Currency Exchange Rate Index
- 21 Apr 2020
- 6 min read
Why in News
The rupee has been losing value (or depreciating or weakening) against the dollar over the past few months.
- The exchange rate of rupee is one of the markers to compare Indian economy’s competitiveness vis-a-vis other economies (also amid Covid-19 outbreak).
- Another measure for comparison is looking at the growth rates of Gross Domestic Product (GDP) and Gross Value Added (GVA).
- High-frequency data like sales of automobiles etc. can also be used as a proxy to compare economies.
- Exchange Rate
- The price of one currency in terms of the other is known as the exchange rate.
- A currency’s exchange rate vis-a-vis another currency reflects the relative demand among the holders of the two currencies.
- For e.g. If the US dollar is stronger than the rupee (implying value of dollar is higher with respect to rupee), then it shows that the demand for dollars (by those holding rupee) is more than the demand for rupees (by those holding dollars).
- This demand in turn depends on the relative demand for the goods and services of the two countries.
- Index for Exchange Rate
- Since a country interacts with many countries, it wants to see the movement of the domestic currency relative to all other currencies in a single number rather than by looking at bilateral rates.
- That is, it would want an index for the exchange rate against other currencies, just as it uses a price index (CPI or WPI) to show how the prices of goods in general have changed.
- The Reserve Bank of India tabulates the rupee’s Nominal Effective Exchange Rate (NEER) in relation to the currencies of 36 trading partner countries.
- This is a weighted index — that is, countries with which India trades more are given a greater weight in the index.
- A decrease in this index denotes depreciation in rupee’s value whereas an increase reflects appreciation.
- There is one more measure that is even better at capturing the actual change. This is called the Real Effective Exchange Rate (REER) and is essentially an improvement over the NEER because it also takes into account the domestic inflation in the various economies.

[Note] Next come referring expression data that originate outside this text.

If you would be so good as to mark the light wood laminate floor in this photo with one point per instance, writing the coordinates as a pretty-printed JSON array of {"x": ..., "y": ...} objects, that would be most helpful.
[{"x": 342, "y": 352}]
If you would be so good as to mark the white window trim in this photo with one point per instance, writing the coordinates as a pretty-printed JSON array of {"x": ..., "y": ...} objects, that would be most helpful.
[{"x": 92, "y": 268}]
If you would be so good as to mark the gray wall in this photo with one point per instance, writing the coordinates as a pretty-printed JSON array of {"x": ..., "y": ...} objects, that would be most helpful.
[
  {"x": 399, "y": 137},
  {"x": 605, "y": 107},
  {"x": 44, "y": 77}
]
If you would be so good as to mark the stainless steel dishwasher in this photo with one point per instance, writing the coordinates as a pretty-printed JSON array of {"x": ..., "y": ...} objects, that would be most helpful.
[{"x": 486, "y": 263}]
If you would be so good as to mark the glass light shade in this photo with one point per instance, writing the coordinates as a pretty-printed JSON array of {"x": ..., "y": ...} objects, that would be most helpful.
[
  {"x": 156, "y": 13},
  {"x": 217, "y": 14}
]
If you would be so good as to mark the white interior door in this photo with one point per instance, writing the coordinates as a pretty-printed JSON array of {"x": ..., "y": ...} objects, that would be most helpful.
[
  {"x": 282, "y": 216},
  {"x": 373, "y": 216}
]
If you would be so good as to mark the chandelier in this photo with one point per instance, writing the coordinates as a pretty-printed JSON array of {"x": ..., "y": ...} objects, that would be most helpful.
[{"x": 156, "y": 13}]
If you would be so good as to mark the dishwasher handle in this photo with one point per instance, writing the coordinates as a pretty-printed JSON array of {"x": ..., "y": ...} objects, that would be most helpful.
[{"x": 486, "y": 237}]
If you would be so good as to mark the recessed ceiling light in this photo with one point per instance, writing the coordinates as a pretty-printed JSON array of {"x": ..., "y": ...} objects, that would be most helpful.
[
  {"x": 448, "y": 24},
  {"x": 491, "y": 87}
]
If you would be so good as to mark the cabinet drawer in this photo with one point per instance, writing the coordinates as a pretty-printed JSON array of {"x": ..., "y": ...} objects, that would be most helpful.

- The REER is the weighted average of NEER adjusted by the ratio of domestic prices to foreign price.
- Impact of Inflation on Exchange Rate
- Many factors affect the exchange rate between any two currencies ranging from the interest rates to political stability (less of either results in a weaker currency). Inflation is one of the most important factors.
- Illustration: Imagine that the Rupee-Dollar exchange rate was exactly 1 in the first year. This means that with Rs 100, one could buy something that was priced at $100 in the US. But suppose the Indian inflation is 20% and the US inflation is zero. Then, in the second year, an Indian would need Rs 120 to buy the same item priced at $100, and the rupee’s exchange rate would depreciate (reduce in value) to 1.20.
- Comparison between NEER and REER
- As the chart shows, in NEER terms, the rupee has depreciated to its lowest level since November 2018. The rupee has been steadily losing value — showing the Indian economy’s reducing competitiveness— since July 2019.
- In REER terms also, the rupee has depreciated in March and fallen to its lowest level since September 2019.
- The difference between trends of NEER and REER was due to India’s domestic retail inflation being lower relative to the other 36 countries. As domestic inflation started rising, the REER, too, started depreciating like the NEER.
- Gross Domestic Product (GDP) is a measure of economic activity in a country. It is the total value of a country’s annual output of goods and services. It gives the economic output from the consumers’ side.
- Gross Value Added (GVA) is the sum of a country’s GDP and net of subsidies and taxes in the economy. It provides the rupee value for the amount of goods and services produced in an economy after deducting the cost of inputs and raw materials that have gone into the production of those goods and services.